If you have even a passing familiarity with Sale, or with Randy Johnson, you know that a pitcher with an arm angle this extreme seemingly releases the ball behind a same-handed batter. See poor Sal Frelick in the video above; if it looks like he thinks the ball is going to hit him, that’s because if Lodolo threw a pitch straight forward from that release point, it would.

That extreme angle means that for all practical purposes, Lodolo pitches sideways. Everything he throws spins in a different direction than you’d expect from a lefty. For instance, the backspin that gives a four-seam fastball rise actually does nothing of the sort from Lodolo’s arm angle. In fact, it pulls the pitch hard left. As a result, Lodolo’s fastball has two inches more induced horizontal break than any other four-seamer in baseball, but it also drops precipitously.

Actually, let’s compare Lodolo to two other really good left-handed pitchers who generally inhabit the Jack Skellington body type: Max Fried and Blake Snell. Both Fried and Snell throw from either a high three-quarters angle or over the top, depending on where you draw the line, and look at the difference in spin direction on the three pitch types all three pitchers throw.

Spin Isn’t Just a Highly Underrated Lifehouse Song

Pitcher Arm Angle FF Spin Direction CH Spin Direction CU Spin Direction
Nick Lodolo 15° 9:45 9:30 3:15
Blake Snell 55° 11:15 10:15 4:30
Max Fried 47° 11:30 10:30 5:00

SOURCE: Baseball Savant

The effect is extreme. Lodolo gets — and this is not an exaggeration — over 18 inches more arm-side run on his four-seamer than Fried does. At the same time, Fried gets — likewise, not an exaggeration — over 18 inches more IVB on his curveball.

My favorite thing about Lodolo’s hot start, however, is what happens when the ball doesn’t spin very much.

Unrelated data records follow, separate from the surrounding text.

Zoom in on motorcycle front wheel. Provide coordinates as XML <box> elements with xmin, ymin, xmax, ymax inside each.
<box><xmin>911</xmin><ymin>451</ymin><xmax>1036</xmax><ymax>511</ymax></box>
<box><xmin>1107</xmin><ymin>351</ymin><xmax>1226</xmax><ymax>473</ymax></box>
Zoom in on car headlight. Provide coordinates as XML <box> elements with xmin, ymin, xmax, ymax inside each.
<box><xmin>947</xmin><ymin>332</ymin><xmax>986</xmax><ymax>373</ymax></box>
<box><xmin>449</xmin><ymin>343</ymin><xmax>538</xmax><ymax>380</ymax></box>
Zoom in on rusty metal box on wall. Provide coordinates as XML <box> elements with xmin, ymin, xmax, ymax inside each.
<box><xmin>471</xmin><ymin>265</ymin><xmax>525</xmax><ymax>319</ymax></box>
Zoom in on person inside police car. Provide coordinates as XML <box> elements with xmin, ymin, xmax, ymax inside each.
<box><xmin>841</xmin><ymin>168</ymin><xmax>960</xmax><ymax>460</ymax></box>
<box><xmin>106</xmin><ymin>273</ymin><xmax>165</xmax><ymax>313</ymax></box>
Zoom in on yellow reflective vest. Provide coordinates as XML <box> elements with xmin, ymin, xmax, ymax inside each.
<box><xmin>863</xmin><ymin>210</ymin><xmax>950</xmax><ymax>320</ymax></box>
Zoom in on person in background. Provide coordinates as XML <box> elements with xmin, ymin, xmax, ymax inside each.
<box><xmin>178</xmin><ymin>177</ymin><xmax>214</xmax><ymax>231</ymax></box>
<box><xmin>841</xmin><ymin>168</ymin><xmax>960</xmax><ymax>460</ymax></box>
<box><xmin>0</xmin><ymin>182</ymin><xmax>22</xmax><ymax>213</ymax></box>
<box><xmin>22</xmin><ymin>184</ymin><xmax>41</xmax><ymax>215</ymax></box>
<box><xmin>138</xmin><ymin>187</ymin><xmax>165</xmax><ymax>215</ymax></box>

Last year, Lodolo’s changeup was pretty unremarkable. Opponents hit .232 and slugged .390 off it, and Baseball Savant had the pitch as a run below league average. This year, he’s taken about 10% of the spin — 200 rpm, give or take — off the pitch. The movement is more or less the same as it was last year, and it hasn’t turned into a monster swing-and-miss pitch. He’s thrown 59 of them so far this year, generating a whiff rate of 18.9%.

By contrast, 24 of Lodolo’s changeups have been put in play, including one sacrifice bunt. And I’m a little annoyed, to be honest, because we almost had a situation where Lodolo’s 24 changeups in play resulted in 24 outs: one single, one double play, and 22 field outs. Unfortunately, there’s an error sprinkled in there, which I imagine annoys Lodolo for reasons other than lost symmetry.

My man, you have got to keep your eye on the ball.

That error is what it is; hitters can get wood on Lodolo’s changeup pretty easily, but they’re having a devil of a time hitting it hard. Of those 24 balls in play, 13 came off the bat at less than 85 mph. Only three came with an xBA over .300. Baseball hasn’t seen weak contact like this since Dermot Mulroney’s attempt to stay in touch with his son in Angels in the Outfield.

It is interesting that opponents are hitting the stuffing out of Lodolo’s four-seamer, but can’t square up a pitch with virtually identical horizontal movement and not that big of a velocity spread.

You Gotta Keep ‘Em Separated

Pitch Type xBA H-Movement (in) V-Movement (in) Avg. Velo Max Velo Min. Velo Spin Rate
Fastball .445 18.1 ARM 9.0 93.2 95.0 91.6 2,267
Sinker .258 18.9 ARM 5.8 93.3 94.7 91.5 2,297
Changeup .176 18.2 ARM 0.8 87.0 88.1 85.3 1,801

SOURCE: Baseball Savant

If this is anything other than small-sample wonkiness, my working theory is this: While the velocity difference between Lodolo’s fastballs and his changeup is modest, his consistency of velocity within the pitch type is excellent. If a hitter comes out of his shoes swinging at what he thinks is a fastball, but it’s a changeup, he’s not going to miss it, but he is going to get on top of the ball for a weak grounder. Which is what we’re seeing here. And because Lodolo’s changeup is exclusively in the 85-to-88 mph range, there’s no chance of the hitter squaring it up by accident.

Anyway, questions persist about America’s most sideways starting pitcher, but he’s been exceptional through three starts. Whether those gains are real, and if so, whether they persist remains to be seen.